By now, the master Bellocchio has reinvented himself several times throughout his career. He did it once again with Blood of My Blood: a journey into the world of the Inquisition. Its cinematograhic vehemence relates this film to a very different one that is also vampire-related, such as Coppola’s Dracula. Both filmmakers understand that these characters, these mysteries, can be better addressed with a kind of boiling, passionate cinema; a kind of cinema that is not afraid of finding beauty in a river and a castle with a song by Metallica in the score. It’s also a prudent cinema that is aware of the power of a naked woman. It’s a cinema that doesn’t flee from contemporary ugliness and absurdity, and its passing of time is not arbitrary, but completely free. It’s an aristocratic cinema, in the finest sense of the word.

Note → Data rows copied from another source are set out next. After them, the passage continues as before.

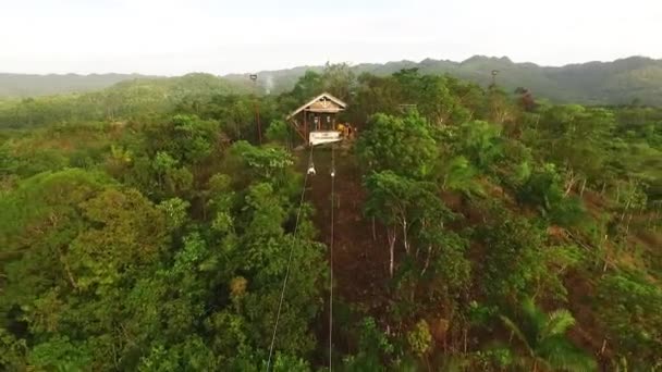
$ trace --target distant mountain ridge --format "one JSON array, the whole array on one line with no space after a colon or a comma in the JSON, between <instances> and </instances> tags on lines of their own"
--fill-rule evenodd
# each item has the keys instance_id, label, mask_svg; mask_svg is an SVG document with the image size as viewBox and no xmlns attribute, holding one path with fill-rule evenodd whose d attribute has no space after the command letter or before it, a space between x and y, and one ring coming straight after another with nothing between
<instances>
[{"instance_id":1,"label":"distant mountain ridge","mask_svg":"<svg viewBox=\"0 0 662 372\"><path fill-rule=\"evenodd\" d=\"M482 86L492 80L492 71L499 71L497 84L513 91L517 87L530 89L538 98L557 103L662 106L662 60L629 57L612 62L575 63L564 66L540 66L535 63L515 63L507 57L474 55L462 62L426 59L420 62L397 61L361 63L353 66L356 74L389 75L402 69L418 69L424 74L450 74ZM294 67L258 73L261 84L270 85L272 92L291 89L306 70L321 72L322 66ZM225 75L229 79L244 75ZM269 83L267 83L269 82Z\"/></svg>"},{"instance_id":2,"label":"distant mountain ridge","mask_svg":"<svg viewBox=\"0 0 662 372\"><path fill-rule=\"evenodd\" d=\"M140 74L9 74L0 73L0 98L34 97L99 90L120 82L159 76Z\"/></svg>"},{"instance_id":3,"label":"distant mountain ridge","mask_svg":"<svg viewBox=\"0 0 662 372\"><path fill-rule=\"evenodd\" d=\"M612 62L575 63L564 66L540 66L535 63L515 63L507 57L474 55L462 62L426 59L420 62L394 61L388 63L360 63L352 69L358 75L371 73L389 75L402 69L418 69L424 74L450 74L487 86L492 71L499 71L497 84L507 91L525 87L536 98L547 98L555 103L628 104L637 101L662 107L662 60L629 57ZM262 71L258 83L267 92L279 94L292 89L296 80L312 70L323 66L297 66L293 69ZM249 85L246 74L222 76L240 86ZM120 82L161 78L139 74L91 75L26 75L0 73L0 98L34 97L45 95L85 92L99 90Z\"/></svg>"}]
</instances>

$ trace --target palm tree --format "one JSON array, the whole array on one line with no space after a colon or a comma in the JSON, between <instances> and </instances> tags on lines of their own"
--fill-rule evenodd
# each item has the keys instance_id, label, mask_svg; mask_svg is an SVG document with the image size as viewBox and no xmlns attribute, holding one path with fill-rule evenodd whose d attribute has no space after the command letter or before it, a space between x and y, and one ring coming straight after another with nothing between
<instances>
[{"instance_id":1,"label":"palm tree","mask_svg":"<svg viewBox=\"0 0 662 372\"><path fill-rule=\"evenodd\" d=\"M593 358L573 345L565 335L575 324L575 318L569 311L560 309L548 314L531 299L526 299L522 303L517 322L505 315L500 318L511 335L516 336L524 347L522 362L530 365L534 372L597 370Z\"/></svg>"}]
</instances>

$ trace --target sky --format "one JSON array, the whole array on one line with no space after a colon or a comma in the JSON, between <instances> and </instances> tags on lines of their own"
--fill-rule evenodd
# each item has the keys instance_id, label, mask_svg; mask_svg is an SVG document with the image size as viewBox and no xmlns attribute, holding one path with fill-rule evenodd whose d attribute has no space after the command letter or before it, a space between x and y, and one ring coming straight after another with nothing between
<instances>
[{"instance_id":1,"label":"sky","mask_svg":"<svg viewBox=\"0 0 662 372\"><path fill-rule=\"evenodd\" d=\"M249 73L662 58L660 0L0 0L0 72Z\"/></svg>"}]
</instances>

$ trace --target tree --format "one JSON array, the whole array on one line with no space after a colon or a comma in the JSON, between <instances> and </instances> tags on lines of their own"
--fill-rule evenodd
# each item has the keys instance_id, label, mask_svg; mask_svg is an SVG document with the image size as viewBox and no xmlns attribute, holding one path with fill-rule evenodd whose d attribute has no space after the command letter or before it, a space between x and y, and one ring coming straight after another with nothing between
<instances>
[{"instance_id":1,"label":"tree","mask_svg":"<svg viewBox=\"0 0 662 372\"><path fill-rule=\"evenodd\" d=\"M662 357L662 289L643 273L622 271L598 285L597 318L606 330L608 346L634 369L659 365Z\"/></svg>"},{"instance_id":2,"label":"tree","mask_svg":"<svg viewBox=\"0 0 662 372\"><path fill-rule=\"evenodd\" d=\"M364 166L375 172L425 179L432 175L439 149L430 124L416 112L402 117L376 114L356 144Z\"/></svg>"},{"instance_id":3,"label":"tree","mask_svg":"<svg viewBox=\"0 0 662 372\"><path fill-rule=\"evenodd\" d=\"M525 299L517 315L500 315L500 319L522 346L524 368L534 372L597 370L596 361L565 336L575 324L569 311L561 309L544 313L531 299Z\"/></svg>"}]
</instances>

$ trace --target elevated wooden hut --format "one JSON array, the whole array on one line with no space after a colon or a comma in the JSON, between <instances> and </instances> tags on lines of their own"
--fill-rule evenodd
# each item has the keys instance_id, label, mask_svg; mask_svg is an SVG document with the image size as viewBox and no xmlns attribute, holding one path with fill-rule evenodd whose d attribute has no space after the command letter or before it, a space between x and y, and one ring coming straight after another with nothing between
<instances>
[{"instance_id":1,"label":"elevated wooden hut","mask_svg":"<svg viewBox=\"0 0 662 372\"><path fill-rule=\"evenodd\" d=\"M323 92L294 110L287 116L287 122L306 141L310 140L310 132L331 133L336 129L339 112L347 104L340 99Z\"/></svg>"}]
</instances>

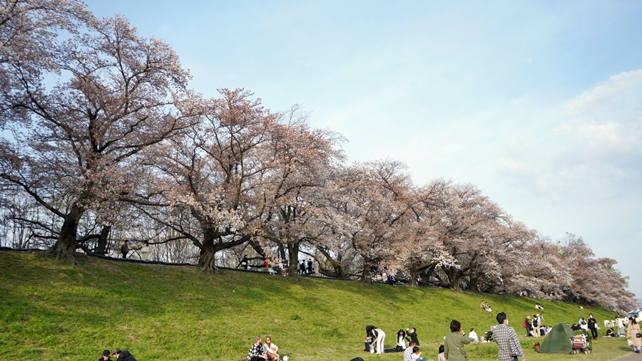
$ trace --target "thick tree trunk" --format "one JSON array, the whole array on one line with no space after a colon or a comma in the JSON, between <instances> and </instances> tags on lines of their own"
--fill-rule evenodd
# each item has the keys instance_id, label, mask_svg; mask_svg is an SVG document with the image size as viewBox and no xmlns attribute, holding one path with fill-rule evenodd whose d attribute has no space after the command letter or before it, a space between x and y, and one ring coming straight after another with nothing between
<instances>
[{"instance_id":1,"label":"thick tree trunk","mask_svg":"<svg viewBox=\"0 0 642 361\"><path fill-rule=\"evenodd\" d=\"M100 255L107 254L107 239L110 231L111 231L111 226L103 226L103 229L101 230L101 235L98 236L98 245L93 251L95 253Z\"/></svg>"},{"instance_id":2,"label":"thick tree trunk","mask_svg":"<svg viewBox=\"0 0 642 361\"><path fill-rule=\"evenodd\" d=\"M203 246L198 257L198 266L200 266L200 270L207 272L208 274L218 273L218 268L215 263L216 248L214 245L214 239L213 237L205 238L202 244Z\"/></svg>"},{"instance_id":3,"label":"thick tree trunk","mask_svg":"<svg viewBox=\"0 0 642 361\"><path fill-rule=\"evenodd\" d=\"M345 271L343 269L343 267L341 266L341 263L337 262L334 258L330 256L330 253L322 248L317 248L318 251L325 257L326 262L330 264L330 267L332 267L332 271L330 271L329 268L322 269L321 268L320 263L319 263L319 273L324 275L327 276L329 277L337 277L338 278L345 278Z\"/></svg>"},{"instance_id":4,"label":"thick tree trunk","mask_svg":"<svg viewBox=\"0 0 642 361\"><path fill-rule=\"evenodd\" d=\"M85 209L76 204L71 206L69 213L65 216L60 235L56 244L45 251L45 256L56 256L56 261L66 261L76 264L76 235L78 223Z\"/></svg>"},{"instance_id":5,"label":"thick tree trunk","mask_svg":"<svg viewBox=\"0 0 642 361\"><path fill-rule=\"evenodd\" d=\"M299 269L299 244L287 244L287 274L291 276L297 276L297 270Z\"/></svg>"}]
</instances>

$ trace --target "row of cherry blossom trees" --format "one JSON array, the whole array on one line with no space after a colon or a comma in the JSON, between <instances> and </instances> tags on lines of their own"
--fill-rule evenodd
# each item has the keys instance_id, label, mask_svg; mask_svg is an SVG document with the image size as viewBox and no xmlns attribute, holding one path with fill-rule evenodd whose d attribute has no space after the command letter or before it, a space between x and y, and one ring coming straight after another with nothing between
<instances>
[{"instance_id":1,"label":"row of cherry blossom trees","mask_svg":"<svg viewBox=\"0 0 642 361\"><path fill-rule=\"evenodd\" d=\"M302 256L328 277L635 305L581 238L551 242L471 184L347 164L342 136L299 107L273 112L242 89L208 99L189 79L121 16L0 4L0 242L75 262L128 239L210 273L250 254L293 276Z\"/></svg>"}]
</instances>

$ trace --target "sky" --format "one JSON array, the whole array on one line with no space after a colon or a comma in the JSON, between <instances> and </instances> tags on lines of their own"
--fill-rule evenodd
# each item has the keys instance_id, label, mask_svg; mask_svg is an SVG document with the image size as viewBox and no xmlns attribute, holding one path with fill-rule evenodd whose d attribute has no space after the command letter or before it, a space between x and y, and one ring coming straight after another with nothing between
<instances>
[{"instance_id":1,"label":"sky","mask_svg":"<svg viewBox=\"0 0 642 361\"><path fill-rule=\"evenodd\" d=\"M298 104L349 163L474 184L642 298L642 1L86 2L171 45L205 96Z\"/></svg>"}]
</instances>

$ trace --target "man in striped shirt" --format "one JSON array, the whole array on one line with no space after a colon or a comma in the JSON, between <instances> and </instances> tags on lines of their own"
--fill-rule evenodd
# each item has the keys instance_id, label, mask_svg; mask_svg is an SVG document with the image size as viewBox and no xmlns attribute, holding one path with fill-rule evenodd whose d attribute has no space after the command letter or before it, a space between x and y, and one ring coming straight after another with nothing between
<instances>
[{"instance_id":1,"label":"man in striped shirt","mask_svg":"<svg viewBox=\"0 0 642 361\"><path fill-rule=\"evenodd\" d=\"M506 313L500 312L497 314L496 326L491 328L493 338L497 342L499 349L499 361L517 361L517 356L521 356L521 360L526 361L526 355L515 329L508 325L508 318Z\"/></svg>"}]
</instances>

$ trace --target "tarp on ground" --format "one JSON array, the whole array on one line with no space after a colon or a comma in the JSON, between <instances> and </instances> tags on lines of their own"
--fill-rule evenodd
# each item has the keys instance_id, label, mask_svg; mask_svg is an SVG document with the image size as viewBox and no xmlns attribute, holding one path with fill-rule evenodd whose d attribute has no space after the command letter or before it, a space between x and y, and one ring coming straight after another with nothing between
<instances>
[{"instance_id":1,"label":"tarp on ground","mask_svg":"<svg viewBox=\"0 0 642 361\"><path fill-rule=\"evenodd\" d=\"M564 323L558 323L553 326L546 338L541 342L539 352L543 353L571 353L573 345L571 338L575 333L571 328Z\"/></svg>"}]
</instances>

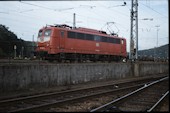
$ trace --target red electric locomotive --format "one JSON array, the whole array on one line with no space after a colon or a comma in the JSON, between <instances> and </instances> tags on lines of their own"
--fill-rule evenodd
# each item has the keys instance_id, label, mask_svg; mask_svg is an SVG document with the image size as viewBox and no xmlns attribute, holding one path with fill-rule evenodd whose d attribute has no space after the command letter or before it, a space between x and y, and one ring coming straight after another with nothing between
<instances>
[{"instance_id":1,"label":"red electric locomotive","mask_svg":"<svg viewBox=\"0 0 170 113\"><path fill-rule=\"evenodd\" d=\"M65 24L40 29L37 44L39 55L51 61L120 61L127 57L125 38Z\"/></svg>"}]
</instances>

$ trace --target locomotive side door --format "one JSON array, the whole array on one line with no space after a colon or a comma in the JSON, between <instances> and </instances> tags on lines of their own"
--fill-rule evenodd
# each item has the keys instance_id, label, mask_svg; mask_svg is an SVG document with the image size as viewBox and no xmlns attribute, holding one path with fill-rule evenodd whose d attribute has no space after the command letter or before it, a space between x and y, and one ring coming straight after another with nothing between
<instances>
[{"instance_id":1,"label":"locomotive side door","mask_svg":"<svg viewBox=\"0 0 170 113\"><path fill-rule=\"evenodd\" d=\"M60 46L60 49L63 50L64 47L65 47L65 37L66 37L66 32L63 31L63 30L60 30L59 31L59 40L60 40L60 43L59 43L59 46Z\"/></svg>"}]
</instances>

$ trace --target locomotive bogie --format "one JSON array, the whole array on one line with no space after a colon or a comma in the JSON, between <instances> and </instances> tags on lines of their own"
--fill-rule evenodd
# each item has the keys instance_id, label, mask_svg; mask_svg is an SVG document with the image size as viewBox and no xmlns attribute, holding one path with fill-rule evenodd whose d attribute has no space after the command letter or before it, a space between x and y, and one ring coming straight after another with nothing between
<instances>
[{"instance_id":1,"label":"locomotive bogie","mask_svg":"<svg viewBox=\"0 0 170 113\"><path fill-rule=\"evenodd\" d=\"M126 58L125 38L89 31L43 28L39 32L37 51L45 51L46 59L58 61L118 61Z\"/></svg>"}]
</instances>

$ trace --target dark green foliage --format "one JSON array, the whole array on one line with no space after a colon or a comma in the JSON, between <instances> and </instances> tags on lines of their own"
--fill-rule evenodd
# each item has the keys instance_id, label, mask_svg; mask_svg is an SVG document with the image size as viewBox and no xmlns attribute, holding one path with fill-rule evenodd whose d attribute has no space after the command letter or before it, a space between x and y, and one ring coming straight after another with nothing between
<instances>
[{"instance_id":1,"label":"dark green foliage","mask_svg":"<svg viewBox=\"0 0 170 113\"><path fill-rule=\"evenodd\" d=\"M18 39L13 32L8 30L8 27L0 25L0 58L13 58L14 45L17 47L17 57L30 57L34 51L33 42Z\"/></svg>"}]
</instances>

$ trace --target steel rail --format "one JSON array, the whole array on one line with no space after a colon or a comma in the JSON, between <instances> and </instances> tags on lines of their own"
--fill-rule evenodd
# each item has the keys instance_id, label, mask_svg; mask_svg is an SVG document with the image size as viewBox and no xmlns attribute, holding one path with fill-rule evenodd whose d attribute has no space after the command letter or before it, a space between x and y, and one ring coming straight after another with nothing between
<instances>
[{"instance_id":1,"label":"steel rail","mask_svg":"<svg viewBox=\"0 0 170 113\"><path fill-rule=\"evenodd\" d=\"M169 91L167 91L147 112L153 111L155 107L169 94Z\"/></svg>"},{"instance_id":2,"label":"steel rail","mask_svg":"<svg viewBox=\"0 0 170 113\"><path fill-rule=\"evenodd\" d=\"M133 92L130 92L130 93L128 93L128 94L126 94L126 95L124 95L124 96L122 96L122 97L120 97L120 98L117 98L117 99L115 99L115 100L113 100L113 101L111 101L111 102L109 102L109 103L106 103L106 104L104 104L104 105L102 105L102 106L99 106L99 107L97 107L97 108L95 108L95 109L90 110L90 112L95 112L95 111L98 111L98 110L100 110L100 109L106 108L106 107L108 107L109 105L111 105L111 104L113 104L113 103L115 103L115 102L118 102L118 101L120 101L120 100L122 100L122 99L124 99L124 98L127 98L127 97L129 97L129 96L131 96L131 95L133 95L133 94L135 94L135 93L137 93L137 92L139 92L139 91L141 91L141 90L143 90L143 89L145 89L145 88L148 88L149 86L151 86L151 85L153 85L153 84L156 84L156 83L161 82L161 81L163 81L163 80L166 80L166 79L168 79L168 78L169 78L169 77L165 77L165 78L156 80L156 81L154 81L154 82L151 82L151 83L149 83L149 84L145 84L143 87L141 87L141 88L139 88L139 89L137 89L137 90L135 90L135 91L133 91Z\"/></svg>"}]
</instances>

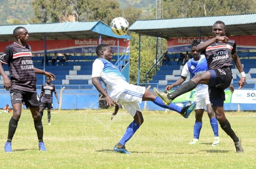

And nothing else matters. JPF
D, G: Marco Bellocchio F: Daniele Cipri E: Francesca Calvelli, Claudio Misantoni DA: Andrea Castorina S: Christophe Giovannoni M: Carlo Crivelli CP: Kavac Film, IBC Movie, Rai Cinema I: Roberto Herlitzka, Pier Giorgio Bellocchio, Lidiya Liberman, Fausto Russo Alesi, Alba Rohrwacher
The Match Factory. Sergi Steegmann E email@example.com W the-match-factory.com
He was born in Italy in 1939 and studied philosophy after turning to film. His films include Devil in the Flesh (1986), My Mother’s Smile (Bafici ‘03), Good Morning, Night (Bafici ‘04), The Wedding Director (Bafici ‘07) and Vincere (2009; Bafici ‘10).